手で押しながら足を踏ん張らなければいけないので、腕力・脚力・バランス感覚が身につく上に、「押している手を引いてみる」という駆け引きも学べるので知能の発達にも役立つでしょう。
ストップ遊び
ボールを投げられるようになる5歳児にピッタリの外遊びです。まずは遊び方とルールを見ていきましょう。
- 1人が親となり他のプレイヤーは自分の番号を決める
- 円の中心にボールを置く
- プレイヤー全員が円の中に片足を入れる
- 親がプレイヤーの番号を言う
- 親に指名されたプレイヤー以外は逃げる
- 親に指名されたプレイヤーはボールを拾う
- ボールを拾ったプレイヤーは「ストップ」と言う
- 「ストップ」と言われたら他のプレイヤーは立ち止まる
- 親に指名されたプレイヤーは他のプレイヤーにボールを投げる
- ボールを投げられたら動かずボールを避ける
- ボールが当たったら負けで親となる
少しルールは複雑ですが、パパママがお手本を見せてあげれば、後はお友達同士だけでも遊べるようになるでしょう。ボールを投げる場所が決まっていないので、思った方向にボールが投げられなくても十分楽しめるところも5歳児向けのポイント。
ボール遊びの中で5歳児の脚力や腕力、反射神経などを鍛えることができます。人数が多いほうが楽しめるので、お友達と一緒に遊ぶときにおすすめです。
ドリブルキング
サッカーのドリブルを5歳児用にアレンジした外遊びです。もちろん、本物のボールを使っても構いませんが、タオルを2回くらい結んでボールを作ると、転がりすぎませんし当たっても安全です。
- タオルを2回結んでボールを作る
- 足だけを使って相手からボールを捕られないようにする
- ボールを捕られたら負け
- 次は勝ったほうがボールを捕られないようにする
サッカーに興味のある5歳児なら、とても喜んでくれる外遊びでしょう。2人でもできますし、3人以上でサッカーのように遊ぶこともできます。

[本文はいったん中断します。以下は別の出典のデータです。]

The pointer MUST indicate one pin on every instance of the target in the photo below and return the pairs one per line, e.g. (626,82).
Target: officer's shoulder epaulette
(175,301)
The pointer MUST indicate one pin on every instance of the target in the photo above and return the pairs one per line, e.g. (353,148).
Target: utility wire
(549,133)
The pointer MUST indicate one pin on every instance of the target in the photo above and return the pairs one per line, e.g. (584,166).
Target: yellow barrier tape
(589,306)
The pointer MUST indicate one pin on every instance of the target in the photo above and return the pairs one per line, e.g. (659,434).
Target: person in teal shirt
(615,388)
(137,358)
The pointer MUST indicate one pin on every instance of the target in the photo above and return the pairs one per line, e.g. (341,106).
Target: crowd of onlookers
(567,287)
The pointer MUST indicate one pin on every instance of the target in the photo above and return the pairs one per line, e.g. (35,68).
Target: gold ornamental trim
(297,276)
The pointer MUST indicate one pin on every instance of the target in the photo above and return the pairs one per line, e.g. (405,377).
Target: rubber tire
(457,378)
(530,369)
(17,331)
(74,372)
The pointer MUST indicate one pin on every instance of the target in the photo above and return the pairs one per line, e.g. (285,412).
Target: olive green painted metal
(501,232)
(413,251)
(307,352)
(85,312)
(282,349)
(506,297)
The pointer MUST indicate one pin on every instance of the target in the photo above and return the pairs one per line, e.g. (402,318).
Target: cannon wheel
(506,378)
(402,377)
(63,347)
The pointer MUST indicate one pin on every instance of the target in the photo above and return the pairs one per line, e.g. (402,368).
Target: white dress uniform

片足でボールを操作するのでバランス感覚や脚力が鍛えられますし、集中力を高める効果も期待できそうですね。
5歳児におすすめの屋内遊び3選
次にご紹介するのは、5歳児におすすめの3つの屋内遊びです。天気が悪い日でも屋内で楽しく遊べれば、子どもが退屈してしまうこともありませんよ。
紙コップでロケット製作遊び
紙コップや輪ゴムなど、身近にあるもので飛ばせるロケットを製作する5歳児用の遊びです。5歳児になると手先も器用になるころなので、「製作が大好き!」という子におすすめです!
【材料】
- 紙コップ2個
- 輪ゴム2本
【作り方】
- 切れ目の間が均等になるように紙コップの縁を1cmほど切る
- 輪ゴムに中央にもう1本の輪ゴムを通す
- 通した方の輪ゴムの中央に端を入れて2本の輪ゴムを連結させる
- 連結させた片方の輪ゴムを紙コップ左側にある2つの切れ目にかける
- もう片方の輪ゴムを紙コップ右側にある2つの切れ目にかける
- 輪ゴムをかけた紙コップを別の紙コップに重ねる
- 手を離すと紙コップロケット発射!
輪ゴムの連結が少し難しいですが、「どうやったらつなげられるのかな?」と考えることも5歳児にとっては学習のひとつ。簡単な材料で動く製作おもちゃが作れるので、保育園や幼稚園でも5歳児の室内遊びとしてよく取り入れられているそうです。
マット遊び
マット遊びは室内で簡単に楽しめるうえに、さまざまな動きができるバリエーション豊かな5歳児の運動遊びです。マットがあれば失敗したときの安全性も高いので、パパママも安心ですよね。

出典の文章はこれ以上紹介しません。